The Tie That Binds Blu-ray Movie, Video Quality  3.0 of 5

This is another of those Mill Creek Blu-rays that is incorrectly labeled as "1080p" when it is really 1080i. Fortunately, in this case, the interlaced format did not appear to have a negative impact on image quality; I did not detect obvious instances of combing or other forms of video noise associated with interlaced presentations. Overall, the image was reasonably detailed and filmlike, and the colors were decently saturated and natural, consistent with the usual look achieved by cinematographer Bobby Bukowski. Occasionally, though, director Wesley Strick seemed to be reaching for a touch of Scorsese-style subjectivity in his use of color, as in a scene where Dana runs after Janie, who is wearing red, and the light briefly glows red as each of them passes through a hallway.

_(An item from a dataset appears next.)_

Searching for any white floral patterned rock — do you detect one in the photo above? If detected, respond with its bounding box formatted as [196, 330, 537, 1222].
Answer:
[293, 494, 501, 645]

Compression, artifacting and other digital errors aren't an issue, but the source material does have a few moments with significant print damage, and that's something that probably would have been fixed if the film had remained with the studio instead of being farmed out to Mill Creek. Any such flaw is jarring, and the worst one occurs during the film's tense finale, which is especially unfortunate.


The Tie That Binds Blu-ray Movie, Audio Quality  1.0 of 5

The DTS-HD MA 2.0 track (incorrectly labeled "2.0 Dolby Digital", as is typical of Mill Creek) is the disc's greatest failing. The film was released in Dolby Digital and, given the "Spectral Recording" logo that appears in the end credits", almost certainly had a 5.1 track. The 2.0 mixdown that appears on the Blu-ray is one of the worst I've ever heard from a 5.1 track (either that, or it's the worst Dolby Surround mix ever made at a time when even novice technicians should have been experts at creating 2.0 surround). Voices are sometimes indistinct, and individual words can be hard to make out -- an especially galling issue on a disc that doesn't include subtitles or closed captions. Graeme Revell's score remains embedded in the front speakers and never projects out into the room to surround the listener. It also sometimes has a warbling quality, as if it were being played back on an old reel-to-reel tape machine with excessive amounts of wow and flutter.

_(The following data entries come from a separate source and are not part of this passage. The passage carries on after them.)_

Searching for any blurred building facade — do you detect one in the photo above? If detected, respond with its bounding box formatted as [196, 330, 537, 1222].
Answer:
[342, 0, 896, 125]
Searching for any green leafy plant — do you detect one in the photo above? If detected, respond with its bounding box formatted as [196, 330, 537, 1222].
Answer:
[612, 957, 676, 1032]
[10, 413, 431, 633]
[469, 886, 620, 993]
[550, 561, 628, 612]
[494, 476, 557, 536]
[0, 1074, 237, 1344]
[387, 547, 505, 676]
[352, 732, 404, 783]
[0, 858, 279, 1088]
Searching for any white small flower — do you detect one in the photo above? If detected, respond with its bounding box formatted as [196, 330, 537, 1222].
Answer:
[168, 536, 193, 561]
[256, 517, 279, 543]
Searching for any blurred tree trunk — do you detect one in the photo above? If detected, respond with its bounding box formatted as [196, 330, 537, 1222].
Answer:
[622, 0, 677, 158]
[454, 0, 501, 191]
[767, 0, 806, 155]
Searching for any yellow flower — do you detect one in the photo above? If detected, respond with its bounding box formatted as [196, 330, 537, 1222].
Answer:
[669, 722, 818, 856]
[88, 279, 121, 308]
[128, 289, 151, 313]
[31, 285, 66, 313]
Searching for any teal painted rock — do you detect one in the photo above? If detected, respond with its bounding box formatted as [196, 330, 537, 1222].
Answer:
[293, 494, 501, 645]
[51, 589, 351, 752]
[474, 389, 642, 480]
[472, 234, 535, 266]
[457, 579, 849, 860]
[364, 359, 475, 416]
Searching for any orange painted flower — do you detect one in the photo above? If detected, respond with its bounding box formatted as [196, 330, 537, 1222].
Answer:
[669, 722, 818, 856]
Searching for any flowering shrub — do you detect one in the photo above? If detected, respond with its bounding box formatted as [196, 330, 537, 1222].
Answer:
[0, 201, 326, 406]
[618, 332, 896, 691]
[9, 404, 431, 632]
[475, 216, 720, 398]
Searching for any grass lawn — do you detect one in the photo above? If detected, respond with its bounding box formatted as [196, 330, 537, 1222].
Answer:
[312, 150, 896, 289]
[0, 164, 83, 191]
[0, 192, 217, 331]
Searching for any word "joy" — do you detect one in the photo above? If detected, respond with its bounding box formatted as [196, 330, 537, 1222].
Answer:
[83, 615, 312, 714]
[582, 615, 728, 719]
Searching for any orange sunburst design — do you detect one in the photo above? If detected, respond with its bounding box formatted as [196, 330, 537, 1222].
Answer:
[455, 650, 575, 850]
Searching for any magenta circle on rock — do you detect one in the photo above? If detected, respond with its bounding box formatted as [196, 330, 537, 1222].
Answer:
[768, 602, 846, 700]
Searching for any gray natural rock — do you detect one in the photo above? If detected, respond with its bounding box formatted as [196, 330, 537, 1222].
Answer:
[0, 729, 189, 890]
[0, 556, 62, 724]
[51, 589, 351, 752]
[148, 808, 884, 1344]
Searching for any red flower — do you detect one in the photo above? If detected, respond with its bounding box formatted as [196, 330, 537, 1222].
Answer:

Perhaps the most serious of the track's sins is a recurrent surround artifact of which the origin is unclear, but it adds a kind of "whooshing" sound at all sorts of inappropriate moments, as if someone were running a vacuum cleaner in reverse. Odd sounds are routinely used in thrillers to put an audience on edge, but this one simply distracts and annoys.

The Disney organization has every right to license out its second- and third-tier properties to an organization like Mill Creek, just as Sony is sending much of their back catalogue to Image Entertainment. But Disney ought to send Mill Creek proper elements for both audio and video. And if Disney is doing so, and it's Mill Creek who is making the short-sighted and foolish decision to provide degraded 2.0 audio on these titles originally released in 5.1, then they should wise up and get a clue. Even a lossy 5.1 track that sounds like the original is preferable to a lossless remix that sounds terrible.


The Tie That Binds Blu-ray Movie, Special Features and Extras  n/a of 5

As usual with Mill Creek, none.


The Tie That Binds Blu-ray Movie, Overall Score and Recommendation  2.5 of 5

Despite the letdown of an ending, The Tie That Binds is worth seeing for Julia Devin's performance, for Keith Carradine's scary turn as John Netherwood, and for the low-key but effective chemistry between Vincent Spano and Moira Kelly as they attempt to learn how to be parents. But don't buy Mill Creek's Blu-ray. Rent it, or write them a polite letter insisting that they remaster it with a proper soundtrack.